Les députées LFI Clémentine Autain et Danièle Obono ont de leur côté mis en garde contre un risque de correctionnalisation des viols d’une personne mineure encore plus grand qu’aujourd’hui du fait de l’augmentation de la peine d’emprisonnement pour atteinte sexuelle à dix ans en cas de pénétration, également soulevé par plusieurs associations. Ces dernières redoutent que les juges estiment plus facile d’obtenir une condamnation en poursuivant des faits pour atteinte sexuelle que pour viol, la contrainte ou la surprise ne devant pas être démontrée, et la peine pour atteinte sexuelle alourdie. Une interprétation du projet de loi réfutée par le gouvernement et par la majorité.
« Le but de la loi est de ne laisser aucune situation sans réponse, selon la secrétaire d’Etat chargée de l’égalité entre les femmes et les hommes, Marlène Schiappa. Aujourd’hui lorsqu’un viol sur mineur ne peut être prouvé, il y a des acquittements.

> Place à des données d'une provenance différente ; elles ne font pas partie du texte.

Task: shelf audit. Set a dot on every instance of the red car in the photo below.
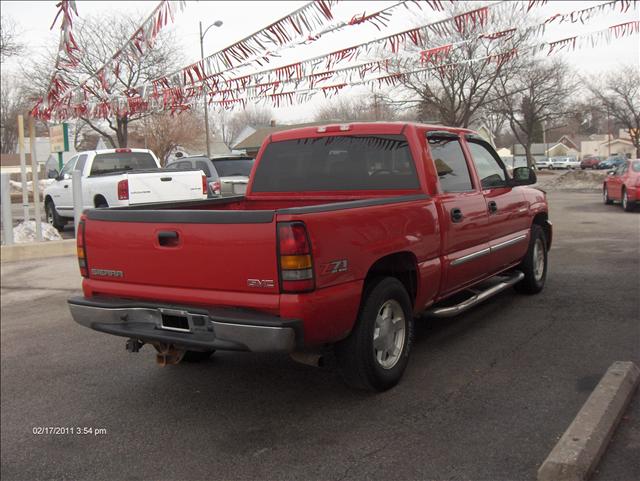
(344, 235)
(623, 185)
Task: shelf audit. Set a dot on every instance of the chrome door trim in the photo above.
(508, 243)
(470, 257)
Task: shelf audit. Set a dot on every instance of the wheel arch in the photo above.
(542, 219)
(402, 265)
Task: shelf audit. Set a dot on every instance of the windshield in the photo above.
(119, 161)
(335, 164)
(227, 168)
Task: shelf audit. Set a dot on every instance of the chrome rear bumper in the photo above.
(199, 329)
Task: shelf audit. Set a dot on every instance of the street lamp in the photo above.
(217, 23)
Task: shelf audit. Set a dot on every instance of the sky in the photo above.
(241, 18)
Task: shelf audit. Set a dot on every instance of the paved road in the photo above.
(485, 397)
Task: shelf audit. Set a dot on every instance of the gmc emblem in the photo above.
(260, 283)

L’objectif est d’obtenir des condamnations effectives grâce à l’augmentation de la peine pour atteinte sexuelle. »
Auparavant, les députés avaient adopté sans modification l’article premier du texte, qui augmente de vingt à trente ans après la majorité le délai de prescription pour les crimes commis envers des mineurs, mesure recommandée par une mission de consensus menée par Flavie Flament et par le magistrat Jacques Calmettes. Les amendements en faveur d’une imprescriptibilité ont été rejetés en raison des difficultés à apporter des preuves de crime après des dizaines d’années. Mais aussi parce qu’une telle mesure introduirait des incohérences dans les règles de prescription.
Les débats en commission ont mis au jour des clivages traversant les groupes politiques, et changeant en fonction des sujets débattus. Mais la députée Clémentine Autain, pour qui « la montagne a accouché d’une toute petite souris », a sévèrement critiqué le texte. Elle a notamment réclamé des « moyens » et « un traitement des violeurs ». Marlène Schiappa a défendu un texte qui « pose un interdit civilisationnel clair sur les rapports sexuels entre majeurs et mineurs de moins de 15 ans » tout en « respectant l’architecture de notre droit et notre Constitution ».